It looks as if David Cronenberg’s film adaptation of Don DeLillo’s novel Cosmopolis is becoming somewhat of a revolving door. A few weeks ago we reported that Robert Pattinson had signed on to star in the film, bringing to an untimely end Cosmopolis’ Colin Farrell-era. Fast-forward to today and we’re hearing reports that Keira Knightley may be taking on the film’s female lead, replacing Marion Cotillard in the process.
Kudos to The Playlist for connecting the dots provided by the Cosmopolis fansite which points out that the film’s production company (Alfama Films) now lists Knightley as starring in the project. Knightley recently worked with Cronenberg on A Dangerous Method so perhaps the two developed a rapport that would make this potential move a little less “from left-field.” Of course, we’ll bring you confirmation on the matter as soon as we have it. Cosmopolis is currently scheduled to begin shooting in Toronto around mid-May. For more, hit the jump to check out a synopsis of DeLillo’s novel.

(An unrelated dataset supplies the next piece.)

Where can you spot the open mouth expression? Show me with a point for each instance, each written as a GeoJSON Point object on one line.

Here’s a plot summary for Delillo’s Cosmopolis [from Wikipedia]:
Cosmopolis is the story of Eric Packer, a 28 year old multi-billionaire asset manager who makes an odyssey across midtown Manhattan in order to get a haircut. The stretch limo which adorns the cover of the book is richly described as highly technical and very luxurious, filled with television screens and computer monitors, bulletproofed and floored with Carrara marble. It is also cork lined to eliminate (though unsuccessfully, Packer notes) the intrusion of street noise.
Like James Joyce’s Ulysses, Cosmopolis covers roughly one day of time and includes highly sexed women and the theme of father-son separation. Packer’s voyage is obstructed by various traffic jams caused by a presidential visit to the city, a funeral procession for a Sufi rap star and a full-fledged riot. Along the way, the hero has several chance meetings with his wife, seeing her in a taxi, a bookstore, and lying naked in the street, taking part in a movie as an extra. Meanwhile, Packer is stalked by two men, a comical “pastry assassin” and an unstable “credible threat”.
Through the course of the day, the protagonist loses incredible amounts of money for his clients by betting against the rise of the yen, a loss that parallels his own fall. Packer seems to relish being unburdened by the loss of so much money, even stopping to make sure he loses his wife’s fortune as well, to ensure his ruin is inevitable.